Written by Javed Iqbal

Millions of rail passengers across the UK are facing new disruptions on Thursday after the RMT federation accused the government of “ruining” negotiations.

Rail services are severely disrupted this week after about 40,000 union members working for Network Rail and 13 train operators voted to stage consecutive walkouts over jobs, pay and terms.
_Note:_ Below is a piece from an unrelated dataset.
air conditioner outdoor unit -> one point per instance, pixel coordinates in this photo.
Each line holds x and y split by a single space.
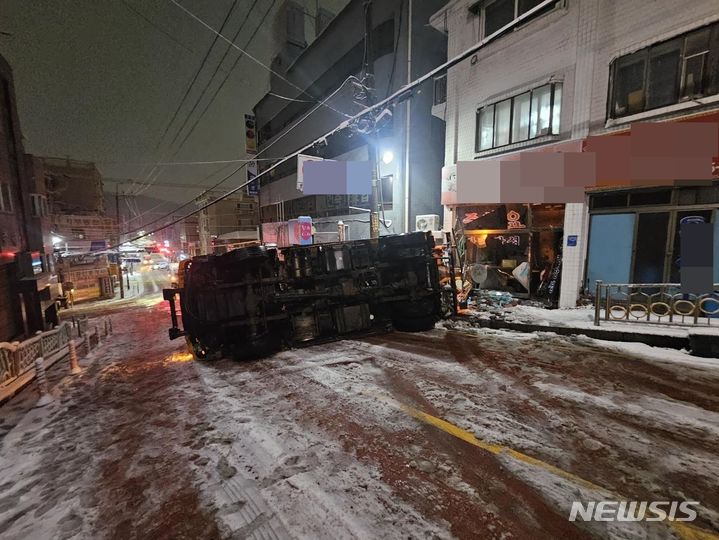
427 222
Talks were held on Wednesday between the union and industry leaders in an attempt to break the stalemate, but they ended without agreement.

Mick Lynch, RMT General Secretary, said: “Grant Shapps has ruined these negotiations by not allowing Network Rail to withdraw their letter threatening the dismissal of 2,900 of our members.

“Until the government loosens Network Rail and the train operators, it will not be possible to reach an agreement on a negotiation.”

He added: “We will continue our industrial campaign until we get a negotiated solution that provides job security and a pay rise for our members who are dealing with the escalating cost of living crisis.”

Only 60 percent of trains run on Wednesday, and some operators will run the services earlier than usual ahead of the next round of action.

The third and final strike of the week is scheduled for Saturday.

But in a breakthrough, members of the Transport Funktionærforeningen, which works for Merseyrail, have accepted a salary offer, which the union’s leaders say is 7.1 per cent. worth.

Secretary-General Manuel Cortes described it as “a reasonable result of a reasonable offer”.

A survey among more than 2,300 people conducted by Savanta ComRes showed that more than half (58 percent) thought the labor struggle was justified.

Passengers at Euston station in London

(ON)

A spokesman for the Ministry of Transport said reform of the railways was “desperately needed”.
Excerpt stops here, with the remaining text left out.